So wrote Dr. J.C. Taylor, the health officer of Rogers County, Oklahoma, of his feelings after the 1918 flu pandemic. What lessons can we learn from that H1N1 viral outbreak, which was commonly called the “Spanish Flu”?

Few elders have useful memories dating back over 100 years, but written history has helped prompt a more vigorous and coordinated response to the 2020 pandemic. The so-called “Spanish Flu” of 1918 got its name from when it spread from France, where news of it was suppressed by wartime censorship, into neutral Spain. The press coverage in Spain helped spread word of its devastating impact. No one is sure where that particular strain of the H1N1 influenza virus originated, with hypotheses including Haskell County, Kansas and a hospital camp in France.

But the importance of social distancing and closures was made perfectly clear in comparisons of how a parade in Philadelphia helped overwhelm its health care system to how closures in St.
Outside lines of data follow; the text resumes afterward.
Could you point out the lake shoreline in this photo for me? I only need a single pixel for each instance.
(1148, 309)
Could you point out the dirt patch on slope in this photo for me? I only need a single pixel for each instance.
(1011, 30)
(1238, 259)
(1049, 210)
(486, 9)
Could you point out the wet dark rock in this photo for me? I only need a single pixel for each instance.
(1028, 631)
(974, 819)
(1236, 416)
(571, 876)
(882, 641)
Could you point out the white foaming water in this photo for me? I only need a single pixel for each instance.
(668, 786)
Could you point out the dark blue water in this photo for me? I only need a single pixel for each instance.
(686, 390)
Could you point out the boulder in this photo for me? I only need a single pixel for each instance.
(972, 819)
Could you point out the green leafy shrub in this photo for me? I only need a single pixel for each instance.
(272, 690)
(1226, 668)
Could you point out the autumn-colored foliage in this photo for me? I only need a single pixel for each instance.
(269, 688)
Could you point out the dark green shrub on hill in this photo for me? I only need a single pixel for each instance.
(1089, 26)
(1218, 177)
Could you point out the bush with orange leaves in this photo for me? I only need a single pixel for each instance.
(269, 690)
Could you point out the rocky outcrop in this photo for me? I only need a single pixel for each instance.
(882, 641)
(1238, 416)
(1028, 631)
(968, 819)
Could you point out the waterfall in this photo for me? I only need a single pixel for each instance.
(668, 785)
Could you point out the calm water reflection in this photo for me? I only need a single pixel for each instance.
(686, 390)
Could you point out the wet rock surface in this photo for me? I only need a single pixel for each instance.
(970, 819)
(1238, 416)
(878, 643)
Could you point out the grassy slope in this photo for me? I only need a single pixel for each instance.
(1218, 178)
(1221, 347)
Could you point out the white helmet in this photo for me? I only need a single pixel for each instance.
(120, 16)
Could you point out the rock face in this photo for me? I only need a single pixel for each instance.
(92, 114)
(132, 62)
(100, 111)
Louis “flattened the curve” and helped suppress its death rate to a fraction of that observed in the City of Brotherly Love.


Those examples and a far better understanding of viral transmission have led to a massive response over a century later, which has, as of early May 2020, avoided overwhelming Oklahoma’s hospitals.

Due in part to outbreaks in multiple local nursing homes, I am unlucky enough to live in the zip code with the highest rate of infections in the state as of May 3, 2020.




As of this writing, Bartlesville has a reported infection rate of 224/36,423, which is over six times higher than Tulsa’s (405/400,669) or Oklahoma City’s (627/649,021), and our death rate is 11 and 13 times higher, respectively.


So, as closures ease after this first wave, I wondered how both Oklahoma in general and Bartlesville in particular fared in the 1918 pandemic. I used a variety of internet sources, but the most comprehensive was in print: the Spring 2001 edition of The Chronicles of Oklahoma with an article by Dr. Nigel Anthony Sellars: Almost Hopeless in the Wake of the Storm: The 1918 Spanish Flu Epidemic in Oklahoma. I have included highlights from it below, but you must order your own print copy to see his complete overview.

Dr. Sellars documented how 7,350 Oklahomans died of the influenza and related secondary infections in the second and third waves of the epidemic between October 1, 1918 and April 1, 1919. Health officials were overwhelmed by the second wave, and few back in 1918 suspected that the culprit was a virus. Many incorrectly blamed Pfeiffer’s bacillus, a bacterium.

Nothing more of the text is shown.